# 1. Setup

In [1]:
import pandas as pd
import numpy as np
import matplotlib.pyplot as plt
import seaborn as sns
from scipy import stats
from scipy.stats import chi2_contingency
from sklearn.feature_selection import f_classif, mutual_info_classif
from scipy.stats import pointbiserialr
import warnings
warnings.filterwarnings("ignore")
# Set visual style
sns.set_theme(style="whitegrid")

%matplotlib inline

SEED  = 42

In [2]:
train = pd.read_csv('train_processed.csv').set_index("participant_id")
test = pd.read_csv('test_processed.csv').set_index("participant_id")
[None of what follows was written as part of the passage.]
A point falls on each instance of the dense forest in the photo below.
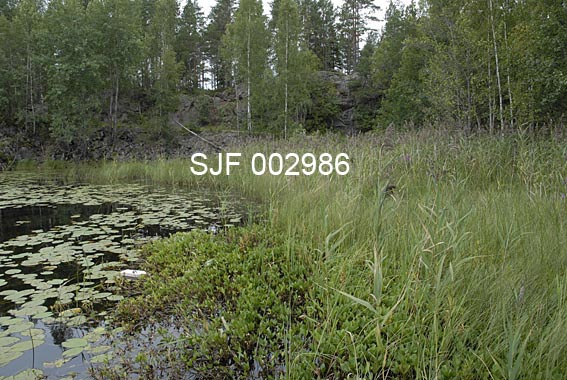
(71, 67)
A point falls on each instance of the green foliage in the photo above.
(456, 273)
(237, 288)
labels = pd.read_excel("data/TRAIN/TRAINING_SOLUTIONS.xlsx").set_index("participant_id")

train = train.sort_index()
labels = labels.sort_index()
assert all(train.index == labels.index), "Label IDs do not match train IDs"

X_train = train.copy()
y_train_sex = labels['Sex_F']
y_train_adhd = labels['ADHD_Outcome']

In [3]:
# label_df = labels.copy()

# # Plot: ADHD_Outcome
# plt.figure(figsize=(4, 4))
# sns.countplot(x=label_df["ADHD_Outcome"], palette="Set2")
# plt.title("Distribution of ADHD_Outcome")
# plt.xticks([0, 1], ['No ADHD (0)', 'ADHD (1)'])
# plt.ylabel("Count")
# plt.tight_layout()
# plt.show()

# # Plot: Sex_F
# plt.figure(figsize=(4, 4))
# sns.countplot(x=label_df["Sex_F"], palette="pastel")
# plt.title("Distribution of Sex_F")
# plt.xticks([0, 1], ['Male (0)', 'Female (1)'])
# plt.ylabel("Count")
# plt.tight_layout()
# plt.show()

# 2. Feature Correlation

In [4]:
F_sex, p_sex = f_classif(X_train, y_train_sex)
mi_sex = mutual_info_classif(X_train, y_train_sex, random_state=SEED)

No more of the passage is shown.